In [1]:
import xarray as xr

import pandas as pd
import numpy as np

In [2]:
# Load the .nc file
wo = xr.open_dataset('/Users/arup/Documents/ISRO-Project/prediction/raw_data/wo.nc')

# View the data
wo

In [3]:
# Check lev (depth) metadata
print(wo.lev.attrs)
# Output should confirm:
#   units = "meters"
#   positive = "down" (standard for ocean depth)

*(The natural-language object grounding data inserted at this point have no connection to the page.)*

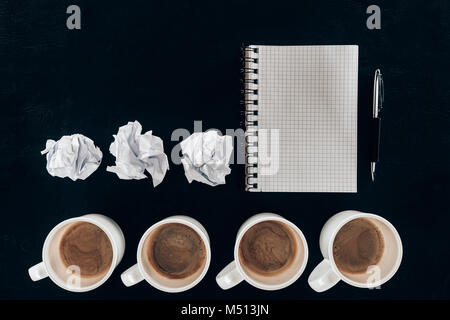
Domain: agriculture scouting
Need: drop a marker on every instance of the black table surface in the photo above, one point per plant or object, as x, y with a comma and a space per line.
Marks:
169, 63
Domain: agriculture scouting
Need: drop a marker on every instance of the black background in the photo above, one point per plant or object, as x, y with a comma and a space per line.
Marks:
166, 64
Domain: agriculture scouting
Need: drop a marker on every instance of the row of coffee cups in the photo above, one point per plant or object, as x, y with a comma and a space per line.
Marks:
270, 253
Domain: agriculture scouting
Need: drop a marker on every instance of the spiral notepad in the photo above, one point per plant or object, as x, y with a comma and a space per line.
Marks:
301, 118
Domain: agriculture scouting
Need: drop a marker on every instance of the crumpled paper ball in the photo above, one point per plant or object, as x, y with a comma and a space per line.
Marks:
73, 156
136, 152
206, 157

{'standard_name': 'depth', 'long_name': 'ocean depth coordinate', 'units': 'm', 'positive': 'down', 'axis': 'Z', 'bounds': 'lev_bnds'}


In [4]:
# Convert the 4D data to 2D dataframe
wo = wo['wo'].to_dataframe().reset_index()

wo

Unnamed: 0,time,lev,j,i,longitude,latitude,wo
0,2025-01-16 12:00:00,0.0,137.0,10.0,87.209916,22.810536,
1,2025-01-16 12:00:00,0.0,137.0,11.0,87.644821,22.818800,
2,2025-01-16 12:00:00,0.0,137.0,12.0,88.079744,22.827879,
3,2025-01-16 12:00:00,0.0,137.0,13.0,88.514688,22.837772,
4,2025-01-16 12:00:00,0.0,137.0,14.0,88.949652,22.848474,
...,...,...,...,...,...,...,...
221395,2029-12-16 12:00:00,6020.0,146.0,14.0,89.022688,19.994032,
221396,2029-12-16 12:00:00,6020.0,146.0,15.0,89.463056,20.002688,
221397,2029-12-16 12:00:00,6020.0,146.0,16.0,89.903443,20.011949,
221398,2029-12-16 12:00:00,6020.0,146.0,17.0,90.343850,20.021812,


In [5]:
# Get the time range this dataset covers
time_range_start = wo['time'].min()
time_range_end = wo['time'].max()

print(f"Time range: {time_range_start} to {time_range_end}")

Time range: 2025-01-16 12:00:00 to 2029-12-16 12:00:00


In [6]:
# Get the time range this dataset covers
time_range_start = wo['lev'].min()
time_range_end = wo['lev'].max()

print(f"Lev range: {time_range_start} to {time_range_end}")

Lev range: 0.0 to 6020.0


In [7]:
# Filter the dataset to include only rows where lev = 0
wo = wo[wo['lev'] == 0.0]

# Select only required columns
wo = wo[['time', 'longitude', 'latitude', 'wo']]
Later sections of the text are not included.